Amine-functionalized microporous covalent organic polymers for adsorptive removal of a gaseous aliphatic aldehyde mixture

Abstract

To pursue effective removal of gaseous volatile organic compounds (VOCs), adsorptive removal of a six-component aliphatic aldehyde mixture in gas phase (i.e., formaldehyde (FA), acetaldehyde (AA), propionaldehyde (PA), butyraldehyde (BA), isovaleraldehyde (IA), and valeraldehyde (VA)) was investigated using two microporous covalent organic polymers (COPs) functionalized with ethylenediamine (CBAP-1 (EDA) [CE]) and diethylenetriamine (CBAP-1 (DETA) [CD]); CBAP represents a carbonyl-incorporated aromatic polymer.

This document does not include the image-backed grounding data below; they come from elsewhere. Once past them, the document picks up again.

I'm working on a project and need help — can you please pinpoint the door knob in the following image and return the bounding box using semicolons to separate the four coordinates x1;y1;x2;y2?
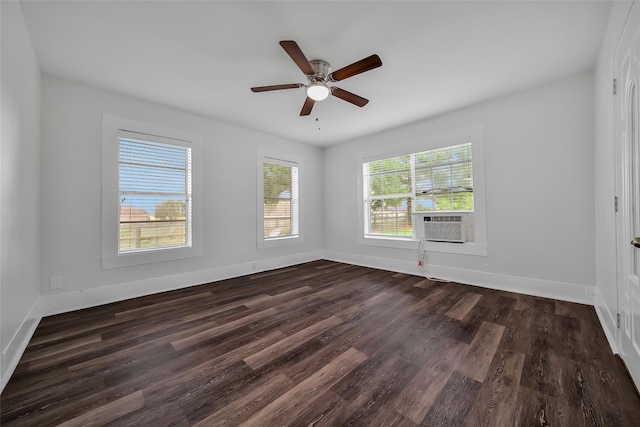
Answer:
633;237;640;248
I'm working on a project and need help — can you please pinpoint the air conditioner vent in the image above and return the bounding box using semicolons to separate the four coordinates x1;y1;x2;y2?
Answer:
423;215;465;243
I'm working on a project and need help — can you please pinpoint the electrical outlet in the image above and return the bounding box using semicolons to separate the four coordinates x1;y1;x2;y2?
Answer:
585;287;596;300
252;262;257;271
50;276;63;290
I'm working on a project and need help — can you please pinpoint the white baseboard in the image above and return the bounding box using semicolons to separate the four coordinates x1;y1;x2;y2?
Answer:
593;288;619;354
1;297;42;393
42;251;323;317
324;250;594;305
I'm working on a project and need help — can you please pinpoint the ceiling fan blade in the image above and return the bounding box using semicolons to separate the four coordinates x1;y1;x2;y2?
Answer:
279;40;316;75
251;83;303;92
331;87;369;107
329;54;382;82
300;97;315;116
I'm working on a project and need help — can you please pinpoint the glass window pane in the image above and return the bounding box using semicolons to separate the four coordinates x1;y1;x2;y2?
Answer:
118;137;191;253
263;161;298;240
413;143;473;212
367;198;412;237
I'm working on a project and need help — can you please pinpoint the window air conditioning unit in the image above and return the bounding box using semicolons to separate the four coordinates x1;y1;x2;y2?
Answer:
422;215;466;243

A commercial activated carbon (AC) was utilized as a reference adsorbent. The gaseous aliphatic aldehyde mixture was composed of similar to 1 Pa (FA/AA) and similar to 0.2 Pa (PA/BA/IA/VA) with methanol (2.6 Pa) and water (15 Pa). CE displayed the highest 10% breakthrough volume (BTV10) values for FA and VA of 714 and ˃2400 L atm g(-1), respectively. The apparent superiority of CE over CD (e.g., in terms of BTV10 values) was limited to the lighter aldehydes (FA, AA, and PA) when compared in terms of adsorption capacity values at 50% breakthrough. The adsorption capacity values (at 50% breakthrough) for CE ranged from 14 (FA) to ˃13 mg g(-1) (VA), while those for CD were 11 (FA) to ˃13 (VA) mg g(-1). The results of AC were far smaller at 0.003 (FA) to 7 (VA) mg g(-1). Density functional theory (DFT)-based simulations indicated the non-covalent interactions between carbonyl groups present in aldehyde molecules and the amine functionalities present in COPs as the primary mechanism while the formation of a Schiff base/imine (covalent interaction) as a less favorable (secondary) pathway. In addition, the dipole-dipole interactions between the amine-functionalized COP surface and the carbonyl group of aldehydes promoted the transformation of the weak van der Waals forces into robust electrostatic interactions with the prominent appearance of such a process in heavier aldehydes. As such, the results of DFT calculations agreed well with the adsorption kinetics and material characterization data. Consequently, the COP-aldehyde interactions reflected a synergistic combination of physical and chemical adsorption. On the whole, the present study is expected to contribute to the establishment of suitable strategies for the fabrication of advanced adsorbents to effectively treat gaseous VOC mixtures under real-world conditions.